Mientras la mayoría de los monumentos falleros se preparan para tomar las calles de ciudades a nivel del mar, la Villa de El Toro ya reclama su propio récord. Por tercer año consecutivo, este municipio castellonense presume de plantar la falla más ‘alta’ de toda la Comunitat Valenciana. El secreto no reside en los metros de su estructura de madera y cartón, sino en la altitud geográfica donde se ubica: unos imponentes 1.040 metros de altura que ninguna otra comisión del territorio valenciano logra alcanzar.
El alcalde de la localidad, José Arenes, destaca con orgullo la singularidad de esta cita que ya se ha convertido en una tradición ineludible. Según explica el primer edil, el origen valenciano de una gran parte de los vecinos del municipio fue el motor que impulsó esta celebración, la cual refleja la vitalidad y la energía de un pueblo que «no para». Arenes, que este año participa activamente como padre, subraya que la implicación ha ido creciendo año tras año, sumando cada vez más manos para que la fiesta sea completa.
La organización del festejo recae en las madres y padres de los alumnos del colegio público, contando con el apoyo de los maestros y la colaboración desinteresada de toda la población. El monumento de este año, calificado de «singular y atrevido», incluye guiños a las gélidas temperaturas que caracterizan a la comarca del Alto Palancia, aportando un toque de humor y sàtira local a la fiesta.
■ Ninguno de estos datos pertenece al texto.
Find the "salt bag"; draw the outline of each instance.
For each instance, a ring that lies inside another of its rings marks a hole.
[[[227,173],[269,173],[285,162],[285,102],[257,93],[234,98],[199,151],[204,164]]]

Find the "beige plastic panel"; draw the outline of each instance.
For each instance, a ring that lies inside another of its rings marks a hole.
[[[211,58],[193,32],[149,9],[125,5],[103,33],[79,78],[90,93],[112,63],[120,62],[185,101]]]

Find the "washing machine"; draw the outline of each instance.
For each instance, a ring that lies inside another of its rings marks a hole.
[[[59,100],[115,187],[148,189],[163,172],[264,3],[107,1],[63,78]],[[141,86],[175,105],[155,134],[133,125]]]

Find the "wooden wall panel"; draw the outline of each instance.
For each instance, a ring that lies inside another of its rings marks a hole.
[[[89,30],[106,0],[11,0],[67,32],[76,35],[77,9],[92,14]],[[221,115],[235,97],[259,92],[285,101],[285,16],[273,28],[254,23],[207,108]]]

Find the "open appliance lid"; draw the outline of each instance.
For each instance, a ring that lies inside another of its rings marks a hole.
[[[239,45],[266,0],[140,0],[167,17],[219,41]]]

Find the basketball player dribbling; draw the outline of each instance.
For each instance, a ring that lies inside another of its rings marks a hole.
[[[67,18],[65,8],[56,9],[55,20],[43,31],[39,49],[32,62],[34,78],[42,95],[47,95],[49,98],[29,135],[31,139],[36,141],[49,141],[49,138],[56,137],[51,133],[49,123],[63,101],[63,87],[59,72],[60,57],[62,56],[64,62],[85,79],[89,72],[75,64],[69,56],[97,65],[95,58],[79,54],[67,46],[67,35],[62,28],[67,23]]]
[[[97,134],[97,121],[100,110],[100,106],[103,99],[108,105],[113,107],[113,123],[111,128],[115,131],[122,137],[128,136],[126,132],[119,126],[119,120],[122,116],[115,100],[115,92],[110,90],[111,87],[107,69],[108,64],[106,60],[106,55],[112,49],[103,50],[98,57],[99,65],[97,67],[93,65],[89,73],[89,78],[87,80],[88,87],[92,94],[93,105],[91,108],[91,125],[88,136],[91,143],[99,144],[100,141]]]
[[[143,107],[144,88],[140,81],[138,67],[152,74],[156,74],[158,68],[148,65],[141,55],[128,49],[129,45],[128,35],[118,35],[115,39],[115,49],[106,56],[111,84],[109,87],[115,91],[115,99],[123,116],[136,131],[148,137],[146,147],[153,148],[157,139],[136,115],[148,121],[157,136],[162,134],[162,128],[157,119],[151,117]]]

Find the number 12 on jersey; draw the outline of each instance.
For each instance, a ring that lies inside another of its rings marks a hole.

La programación oficial arrancará este viernes 13 de marzo a las 11:00 horas con la Plantà del monumento. La jornada no escatimará en detalles tradicionales, ya que las amas de casa del municipio se encargarán de cocinar los buñuelos de calabaza, higo y plátano que acompañarán a la fiesta antes de que las llamas consuman la falla en la Cremà. Para Arenes, esta celebración es la prueba de que las Fallas son una expresión identitaria que une a los vecinos y que convierte a El Toro en un rincón único en el mundo para disfrutar de la tradición.